3 Gedanken zu “Zurück in… tja, wo eigentlich?

  1. Liebe Bettina,
    ich weiß gar nicht so recht wie ich beginnen soll. Vielleicht mit dem Wichstigsten: Vielen vielen Dank für Dein und Euer Buch!
    Warum? Wir waren auch von September 2014 bis April 2015 mit unserem damals einjährigen Sohn Jonas auf Weltreise.
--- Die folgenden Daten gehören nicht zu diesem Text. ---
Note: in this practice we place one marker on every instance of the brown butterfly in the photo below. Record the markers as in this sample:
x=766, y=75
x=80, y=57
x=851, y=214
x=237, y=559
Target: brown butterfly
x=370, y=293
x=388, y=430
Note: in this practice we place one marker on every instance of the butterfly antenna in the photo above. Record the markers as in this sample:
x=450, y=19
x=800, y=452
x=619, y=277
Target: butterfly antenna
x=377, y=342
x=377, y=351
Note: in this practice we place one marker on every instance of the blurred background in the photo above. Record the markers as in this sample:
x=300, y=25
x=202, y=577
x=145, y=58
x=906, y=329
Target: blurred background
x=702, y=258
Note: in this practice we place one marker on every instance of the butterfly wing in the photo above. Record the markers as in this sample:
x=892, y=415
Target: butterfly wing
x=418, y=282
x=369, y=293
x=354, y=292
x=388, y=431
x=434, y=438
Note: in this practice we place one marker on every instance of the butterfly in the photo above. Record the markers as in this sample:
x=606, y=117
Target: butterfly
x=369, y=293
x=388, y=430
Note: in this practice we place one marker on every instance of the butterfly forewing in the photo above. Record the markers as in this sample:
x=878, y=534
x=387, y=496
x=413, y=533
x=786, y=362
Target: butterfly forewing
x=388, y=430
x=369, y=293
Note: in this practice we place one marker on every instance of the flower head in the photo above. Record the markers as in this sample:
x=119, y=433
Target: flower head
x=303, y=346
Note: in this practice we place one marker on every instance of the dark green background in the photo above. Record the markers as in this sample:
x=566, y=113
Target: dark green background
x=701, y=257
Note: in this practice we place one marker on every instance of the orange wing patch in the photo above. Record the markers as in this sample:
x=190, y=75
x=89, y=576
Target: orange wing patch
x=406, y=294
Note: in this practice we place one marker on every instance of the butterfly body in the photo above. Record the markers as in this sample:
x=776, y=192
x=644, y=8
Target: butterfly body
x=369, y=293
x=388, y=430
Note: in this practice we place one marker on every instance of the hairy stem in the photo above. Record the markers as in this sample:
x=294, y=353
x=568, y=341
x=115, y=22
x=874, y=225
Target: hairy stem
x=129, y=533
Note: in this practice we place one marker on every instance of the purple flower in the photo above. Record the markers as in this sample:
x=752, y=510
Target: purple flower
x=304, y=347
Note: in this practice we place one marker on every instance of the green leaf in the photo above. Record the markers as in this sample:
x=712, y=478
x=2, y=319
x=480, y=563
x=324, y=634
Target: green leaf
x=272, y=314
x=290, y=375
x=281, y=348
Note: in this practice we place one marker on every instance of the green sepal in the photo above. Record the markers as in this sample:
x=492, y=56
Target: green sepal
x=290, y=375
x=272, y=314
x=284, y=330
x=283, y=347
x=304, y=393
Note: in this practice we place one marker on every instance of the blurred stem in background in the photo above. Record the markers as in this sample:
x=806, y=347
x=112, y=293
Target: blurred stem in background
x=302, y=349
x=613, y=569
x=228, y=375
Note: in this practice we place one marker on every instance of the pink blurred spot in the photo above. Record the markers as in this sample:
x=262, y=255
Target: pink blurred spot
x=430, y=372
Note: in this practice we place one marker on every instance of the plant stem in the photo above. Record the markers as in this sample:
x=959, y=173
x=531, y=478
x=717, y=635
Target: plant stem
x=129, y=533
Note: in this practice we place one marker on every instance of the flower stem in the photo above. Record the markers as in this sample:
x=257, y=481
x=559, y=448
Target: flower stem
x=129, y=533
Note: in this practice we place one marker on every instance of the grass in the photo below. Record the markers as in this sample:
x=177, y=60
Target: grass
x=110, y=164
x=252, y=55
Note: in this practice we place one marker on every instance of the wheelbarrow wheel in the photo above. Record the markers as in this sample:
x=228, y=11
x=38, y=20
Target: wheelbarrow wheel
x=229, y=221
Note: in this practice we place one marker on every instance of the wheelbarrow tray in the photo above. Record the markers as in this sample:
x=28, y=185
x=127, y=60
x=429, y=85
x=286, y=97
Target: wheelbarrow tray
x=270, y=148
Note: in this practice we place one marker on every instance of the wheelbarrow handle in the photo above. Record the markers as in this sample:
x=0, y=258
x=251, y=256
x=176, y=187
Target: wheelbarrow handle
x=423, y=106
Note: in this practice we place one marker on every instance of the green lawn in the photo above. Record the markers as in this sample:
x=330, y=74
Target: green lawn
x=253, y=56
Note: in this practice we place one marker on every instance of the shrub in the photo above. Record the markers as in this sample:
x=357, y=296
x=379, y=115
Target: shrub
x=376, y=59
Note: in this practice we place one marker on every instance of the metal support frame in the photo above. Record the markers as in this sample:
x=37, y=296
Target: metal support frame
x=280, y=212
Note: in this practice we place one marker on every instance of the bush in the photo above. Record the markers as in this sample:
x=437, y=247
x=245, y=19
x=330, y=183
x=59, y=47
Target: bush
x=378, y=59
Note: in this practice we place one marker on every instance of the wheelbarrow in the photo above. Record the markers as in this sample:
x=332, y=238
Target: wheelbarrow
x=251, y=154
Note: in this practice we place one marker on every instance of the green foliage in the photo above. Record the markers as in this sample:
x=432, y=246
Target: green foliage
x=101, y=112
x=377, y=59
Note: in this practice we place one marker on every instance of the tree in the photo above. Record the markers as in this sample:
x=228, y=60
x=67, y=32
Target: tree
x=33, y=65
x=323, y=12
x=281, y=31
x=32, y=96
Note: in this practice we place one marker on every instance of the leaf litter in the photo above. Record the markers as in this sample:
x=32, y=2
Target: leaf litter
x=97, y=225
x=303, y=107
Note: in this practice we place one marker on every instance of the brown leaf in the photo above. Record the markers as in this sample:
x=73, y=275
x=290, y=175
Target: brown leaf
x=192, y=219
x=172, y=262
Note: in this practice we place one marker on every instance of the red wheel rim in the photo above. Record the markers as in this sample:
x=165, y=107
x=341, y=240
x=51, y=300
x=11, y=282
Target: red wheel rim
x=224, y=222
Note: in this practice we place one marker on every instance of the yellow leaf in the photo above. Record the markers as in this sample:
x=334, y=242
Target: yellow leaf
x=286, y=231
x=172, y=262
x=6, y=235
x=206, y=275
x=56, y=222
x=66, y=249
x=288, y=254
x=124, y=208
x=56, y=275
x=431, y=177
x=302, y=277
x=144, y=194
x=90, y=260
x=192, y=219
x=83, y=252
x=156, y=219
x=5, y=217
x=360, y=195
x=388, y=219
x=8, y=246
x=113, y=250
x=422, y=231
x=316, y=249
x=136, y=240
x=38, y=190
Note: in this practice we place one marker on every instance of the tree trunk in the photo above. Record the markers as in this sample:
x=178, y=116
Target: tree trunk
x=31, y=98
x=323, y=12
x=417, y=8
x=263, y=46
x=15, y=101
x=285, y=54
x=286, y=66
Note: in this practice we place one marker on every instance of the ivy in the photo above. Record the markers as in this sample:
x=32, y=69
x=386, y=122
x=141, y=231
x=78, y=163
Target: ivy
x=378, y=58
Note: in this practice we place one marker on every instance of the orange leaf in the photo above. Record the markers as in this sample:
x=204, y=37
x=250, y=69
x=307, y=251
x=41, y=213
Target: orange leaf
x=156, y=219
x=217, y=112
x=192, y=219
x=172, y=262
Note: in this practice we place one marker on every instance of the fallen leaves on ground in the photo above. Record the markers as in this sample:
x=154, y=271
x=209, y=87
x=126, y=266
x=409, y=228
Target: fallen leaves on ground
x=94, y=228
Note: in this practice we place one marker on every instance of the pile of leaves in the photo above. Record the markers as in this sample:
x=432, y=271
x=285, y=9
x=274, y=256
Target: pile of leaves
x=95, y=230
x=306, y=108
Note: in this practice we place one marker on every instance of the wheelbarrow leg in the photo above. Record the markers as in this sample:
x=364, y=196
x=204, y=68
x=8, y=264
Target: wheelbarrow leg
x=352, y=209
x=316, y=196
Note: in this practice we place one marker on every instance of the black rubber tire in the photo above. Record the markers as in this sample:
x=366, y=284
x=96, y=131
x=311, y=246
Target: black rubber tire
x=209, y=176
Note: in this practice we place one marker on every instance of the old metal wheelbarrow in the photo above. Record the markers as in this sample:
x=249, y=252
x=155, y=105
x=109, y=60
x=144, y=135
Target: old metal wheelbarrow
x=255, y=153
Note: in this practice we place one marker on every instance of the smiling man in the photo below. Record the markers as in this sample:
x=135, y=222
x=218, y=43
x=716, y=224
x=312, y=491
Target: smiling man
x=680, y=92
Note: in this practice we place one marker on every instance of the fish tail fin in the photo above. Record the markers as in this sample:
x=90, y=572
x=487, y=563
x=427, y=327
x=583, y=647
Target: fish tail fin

    Gut. Diesen Schritt gehen heute inzwischen recht viele Familien, was toll ist. Entsprechend viele Bücher und Blogs hatten wir vorab zu unserer Reise verschlungen, als Inspiration, Ermutigung und Information genutzt. Wie auch ihr, mussten wir im Anschluss an die große Reise alles sacken lassen. Der Alltag war eingekehrt und das Leben ging anscheinend in „normalen“ Bahnen weiter.
    Es ist im Anschluss so viel passiert – auch mit uns als Familie- und ich bin durch Zufall auf das Buch zu eurer Reise gestoßen. Zuerst dachte ich: ach schön, ein neues Weltreisebuch mit Familie – aber vieles wiederholt sich ja dann doch und viele Erkenntnisse des Reisens mit Familie werden sich sicherlich gleich sein wie in anderen Büchern.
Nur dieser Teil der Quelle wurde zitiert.